Government Reform

There is a culture of corruption in New York state that must be broken.—Larry Sharpe

Newly Created Offices: Transparency, Pardon, Repeal

The first step is in improving transparency is to create an Office of Transparency that will ensure oversight of government officials’ conduct. Having a division like this would help identify the best leadership practices – successes will be replicated and failures will bring necessary growth and change. More importantly, leadership will be subject to greater public scrutiny and held accountable for their corrupt deeds.

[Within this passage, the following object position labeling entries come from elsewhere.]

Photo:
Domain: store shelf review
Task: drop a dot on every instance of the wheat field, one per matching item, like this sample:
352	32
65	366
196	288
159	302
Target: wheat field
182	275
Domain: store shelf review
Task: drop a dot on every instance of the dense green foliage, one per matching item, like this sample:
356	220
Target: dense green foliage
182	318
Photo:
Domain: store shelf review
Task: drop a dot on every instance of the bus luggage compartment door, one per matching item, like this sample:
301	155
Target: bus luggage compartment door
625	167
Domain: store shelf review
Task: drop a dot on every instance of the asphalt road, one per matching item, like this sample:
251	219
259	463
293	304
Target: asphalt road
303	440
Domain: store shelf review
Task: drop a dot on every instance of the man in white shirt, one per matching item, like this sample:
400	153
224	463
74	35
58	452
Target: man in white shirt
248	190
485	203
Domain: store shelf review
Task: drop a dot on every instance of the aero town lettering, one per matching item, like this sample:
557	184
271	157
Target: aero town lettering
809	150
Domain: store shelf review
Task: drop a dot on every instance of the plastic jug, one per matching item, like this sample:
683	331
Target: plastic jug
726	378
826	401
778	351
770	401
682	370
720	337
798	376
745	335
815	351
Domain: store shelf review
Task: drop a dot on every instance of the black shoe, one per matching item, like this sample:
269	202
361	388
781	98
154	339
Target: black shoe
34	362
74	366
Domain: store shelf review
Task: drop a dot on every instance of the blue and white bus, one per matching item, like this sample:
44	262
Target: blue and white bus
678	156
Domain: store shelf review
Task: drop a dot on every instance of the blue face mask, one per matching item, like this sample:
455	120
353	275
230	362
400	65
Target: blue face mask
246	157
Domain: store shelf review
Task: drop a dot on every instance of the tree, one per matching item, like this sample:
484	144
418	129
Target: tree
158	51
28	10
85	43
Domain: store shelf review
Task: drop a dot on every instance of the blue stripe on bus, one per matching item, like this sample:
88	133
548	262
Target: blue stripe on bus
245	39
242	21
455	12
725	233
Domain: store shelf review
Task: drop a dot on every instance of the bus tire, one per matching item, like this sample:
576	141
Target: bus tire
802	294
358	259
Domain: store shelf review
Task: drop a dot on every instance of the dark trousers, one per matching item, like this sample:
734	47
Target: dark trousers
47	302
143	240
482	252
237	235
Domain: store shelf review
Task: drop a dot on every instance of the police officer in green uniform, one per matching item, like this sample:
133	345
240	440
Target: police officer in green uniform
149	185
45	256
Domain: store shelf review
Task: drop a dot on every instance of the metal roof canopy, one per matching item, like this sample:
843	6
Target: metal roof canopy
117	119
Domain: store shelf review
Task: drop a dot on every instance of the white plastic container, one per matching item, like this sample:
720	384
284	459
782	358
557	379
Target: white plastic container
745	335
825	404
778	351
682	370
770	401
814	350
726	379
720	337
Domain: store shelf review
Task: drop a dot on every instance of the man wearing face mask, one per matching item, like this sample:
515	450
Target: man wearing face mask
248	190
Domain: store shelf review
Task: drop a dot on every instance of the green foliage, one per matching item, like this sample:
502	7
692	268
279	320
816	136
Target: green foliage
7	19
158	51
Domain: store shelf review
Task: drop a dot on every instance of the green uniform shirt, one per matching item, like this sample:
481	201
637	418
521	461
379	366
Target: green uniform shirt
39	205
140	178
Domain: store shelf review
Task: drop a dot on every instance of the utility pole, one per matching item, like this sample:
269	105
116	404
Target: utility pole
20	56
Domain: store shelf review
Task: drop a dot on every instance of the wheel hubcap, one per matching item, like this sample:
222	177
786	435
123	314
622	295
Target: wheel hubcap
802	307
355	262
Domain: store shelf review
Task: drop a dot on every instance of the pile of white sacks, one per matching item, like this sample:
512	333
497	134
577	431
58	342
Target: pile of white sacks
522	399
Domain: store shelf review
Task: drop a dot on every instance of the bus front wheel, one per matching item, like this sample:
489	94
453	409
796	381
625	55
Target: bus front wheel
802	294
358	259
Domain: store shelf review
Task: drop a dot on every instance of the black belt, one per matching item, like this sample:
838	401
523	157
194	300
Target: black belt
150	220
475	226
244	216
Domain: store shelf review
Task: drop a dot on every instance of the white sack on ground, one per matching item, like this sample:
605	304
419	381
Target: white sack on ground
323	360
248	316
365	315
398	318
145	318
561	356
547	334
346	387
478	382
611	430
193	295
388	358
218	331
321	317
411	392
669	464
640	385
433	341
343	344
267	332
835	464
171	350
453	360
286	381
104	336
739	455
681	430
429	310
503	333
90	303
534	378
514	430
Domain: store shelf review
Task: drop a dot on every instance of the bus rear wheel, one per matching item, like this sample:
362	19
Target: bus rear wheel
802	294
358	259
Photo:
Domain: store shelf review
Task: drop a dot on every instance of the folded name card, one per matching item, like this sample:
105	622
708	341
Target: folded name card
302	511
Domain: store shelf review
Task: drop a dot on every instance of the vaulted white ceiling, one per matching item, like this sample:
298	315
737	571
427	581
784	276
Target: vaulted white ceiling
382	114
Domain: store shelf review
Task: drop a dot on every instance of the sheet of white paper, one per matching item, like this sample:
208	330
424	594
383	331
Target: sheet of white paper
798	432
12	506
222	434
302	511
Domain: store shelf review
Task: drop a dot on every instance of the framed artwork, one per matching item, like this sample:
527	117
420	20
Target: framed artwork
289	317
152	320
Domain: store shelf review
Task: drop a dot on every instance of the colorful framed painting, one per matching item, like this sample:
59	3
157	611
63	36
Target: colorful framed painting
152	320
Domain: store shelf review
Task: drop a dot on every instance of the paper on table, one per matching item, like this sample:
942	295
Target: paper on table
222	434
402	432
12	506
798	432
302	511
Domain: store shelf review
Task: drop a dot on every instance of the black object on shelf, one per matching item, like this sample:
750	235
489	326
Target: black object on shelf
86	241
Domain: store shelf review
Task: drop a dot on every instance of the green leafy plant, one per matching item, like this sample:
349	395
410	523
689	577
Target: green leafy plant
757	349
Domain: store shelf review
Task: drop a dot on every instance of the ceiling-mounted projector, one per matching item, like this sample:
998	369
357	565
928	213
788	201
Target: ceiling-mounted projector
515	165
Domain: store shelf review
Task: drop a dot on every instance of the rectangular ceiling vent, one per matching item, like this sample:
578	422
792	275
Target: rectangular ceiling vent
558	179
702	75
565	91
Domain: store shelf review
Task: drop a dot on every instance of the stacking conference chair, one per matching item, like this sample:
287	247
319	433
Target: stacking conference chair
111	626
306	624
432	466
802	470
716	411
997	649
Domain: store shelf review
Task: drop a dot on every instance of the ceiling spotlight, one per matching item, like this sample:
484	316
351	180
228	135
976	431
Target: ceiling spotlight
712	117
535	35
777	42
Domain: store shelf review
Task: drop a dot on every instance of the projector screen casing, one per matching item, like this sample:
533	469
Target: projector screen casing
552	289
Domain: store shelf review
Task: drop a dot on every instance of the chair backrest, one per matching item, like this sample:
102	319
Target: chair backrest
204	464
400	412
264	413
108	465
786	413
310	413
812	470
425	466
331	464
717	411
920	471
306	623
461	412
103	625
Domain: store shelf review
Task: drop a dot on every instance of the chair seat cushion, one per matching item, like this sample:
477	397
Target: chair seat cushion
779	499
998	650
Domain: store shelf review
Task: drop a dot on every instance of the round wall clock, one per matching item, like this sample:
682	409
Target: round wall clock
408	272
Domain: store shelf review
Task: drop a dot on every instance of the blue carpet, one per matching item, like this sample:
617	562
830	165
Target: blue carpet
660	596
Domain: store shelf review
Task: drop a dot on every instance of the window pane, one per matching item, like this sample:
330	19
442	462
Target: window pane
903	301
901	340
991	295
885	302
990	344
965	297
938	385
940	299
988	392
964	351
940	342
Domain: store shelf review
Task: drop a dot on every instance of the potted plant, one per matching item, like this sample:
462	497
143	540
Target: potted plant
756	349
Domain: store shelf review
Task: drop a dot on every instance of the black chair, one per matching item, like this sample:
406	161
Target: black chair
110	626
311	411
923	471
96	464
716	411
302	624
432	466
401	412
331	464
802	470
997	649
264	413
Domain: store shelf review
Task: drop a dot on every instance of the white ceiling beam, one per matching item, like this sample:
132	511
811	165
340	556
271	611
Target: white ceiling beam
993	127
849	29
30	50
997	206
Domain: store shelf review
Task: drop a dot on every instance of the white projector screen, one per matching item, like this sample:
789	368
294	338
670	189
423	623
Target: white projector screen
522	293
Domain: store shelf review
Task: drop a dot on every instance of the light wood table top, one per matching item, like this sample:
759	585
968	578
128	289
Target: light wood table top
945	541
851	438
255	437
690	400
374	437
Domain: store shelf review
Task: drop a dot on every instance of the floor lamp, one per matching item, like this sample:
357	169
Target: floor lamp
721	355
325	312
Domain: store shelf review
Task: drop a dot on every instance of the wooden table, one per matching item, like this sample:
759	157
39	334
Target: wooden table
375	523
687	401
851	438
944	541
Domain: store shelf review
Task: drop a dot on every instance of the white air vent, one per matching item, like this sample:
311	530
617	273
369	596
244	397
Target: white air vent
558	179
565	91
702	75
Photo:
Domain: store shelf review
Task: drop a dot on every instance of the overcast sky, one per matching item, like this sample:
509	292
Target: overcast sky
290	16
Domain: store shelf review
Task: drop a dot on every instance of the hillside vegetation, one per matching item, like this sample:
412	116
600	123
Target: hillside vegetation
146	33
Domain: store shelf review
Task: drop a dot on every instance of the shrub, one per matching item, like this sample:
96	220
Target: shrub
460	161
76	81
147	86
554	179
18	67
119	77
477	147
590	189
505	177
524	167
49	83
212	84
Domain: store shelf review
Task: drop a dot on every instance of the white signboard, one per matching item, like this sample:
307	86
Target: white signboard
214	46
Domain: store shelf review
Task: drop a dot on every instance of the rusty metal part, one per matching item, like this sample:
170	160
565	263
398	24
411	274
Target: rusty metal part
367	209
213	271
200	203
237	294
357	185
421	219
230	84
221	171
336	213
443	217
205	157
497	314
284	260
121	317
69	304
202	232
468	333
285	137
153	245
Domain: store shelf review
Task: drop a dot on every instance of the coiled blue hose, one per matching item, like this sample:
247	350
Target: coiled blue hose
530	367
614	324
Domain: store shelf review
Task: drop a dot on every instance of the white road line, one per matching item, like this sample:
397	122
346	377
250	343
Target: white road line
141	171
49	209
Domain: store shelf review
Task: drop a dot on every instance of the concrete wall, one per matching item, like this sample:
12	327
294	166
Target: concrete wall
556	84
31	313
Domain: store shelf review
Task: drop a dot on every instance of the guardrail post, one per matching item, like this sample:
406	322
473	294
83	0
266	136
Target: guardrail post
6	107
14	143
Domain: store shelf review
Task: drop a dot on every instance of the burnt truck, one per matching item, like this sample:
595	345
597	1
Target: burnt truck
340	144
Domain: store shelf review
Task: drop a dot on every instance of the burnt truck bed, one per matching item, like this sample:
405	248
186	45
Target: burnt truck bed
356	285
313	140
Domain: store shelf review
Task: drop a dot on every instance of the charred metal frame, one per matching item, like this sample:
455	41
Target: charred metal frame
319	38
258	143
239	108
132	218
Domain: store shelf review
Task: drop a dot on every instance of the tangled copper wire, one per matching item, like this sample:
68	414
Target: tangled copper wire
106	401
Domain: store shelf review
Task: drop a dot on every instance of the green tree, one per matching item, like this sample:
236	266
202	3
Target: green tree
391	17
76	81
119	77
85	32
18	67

A primary focus for greater accountability is found within the many New York corporations owned by the government, committees, and boards who mostly act as a power unto themselves. Since these boards are made up of appointed officials they are insulated from elections. These removed entities make great scapegoats for politicians and provide them with the perfect opportunity to avoid taking responsibility for the misdeeds. Larry Sharpe vows to put a stop to these practices and introduce a culture of culpability among public officials. Every governmental role and function should be subject to the consequences of democracy. This means these positions and actions will either be directly voted on or determined by someone else who is electable. The buck must stop somewhere.

Albany’s unfunded mandates and overreach are strangling the most local levels of government all across the state. Instead of centralized control, we will provide local government with significantly more autonomy. It is important to note, however, that the executive branch will always provide increased assistance to local municipalities if it’s requested. If citizens find their rights threatened by local government they can petition Albany for assistance from Larry and his administration.

Two additional offices created will include the Office of Pardon and the Office of Repeal. The Office of Pardon will help identify individuals who have redeemed themselves within the confines of their prison sentence and may be eligible for a pardon or commutation of their sentence. The Office of Repeal will investigate and identify outdated, unnecessary and potentially harmful laws and work to repeal them.

Community Tax Credit

A CTC (Community Tax Credit) will permit taxpayers to donate up to $500 pretax to a charity they have chosen. Of this portion, half can go to any charity within the state and half can be distributed to any charity in their county. This will help us fund important community programs without the overly complicated political processes which will reduce the likelihood of corruption in officials’ decision making. The competition this will create will require charities prove themselves to New Yorkers, assuring them that their money is being utilized effectively, efficiently, and specifically for their cause.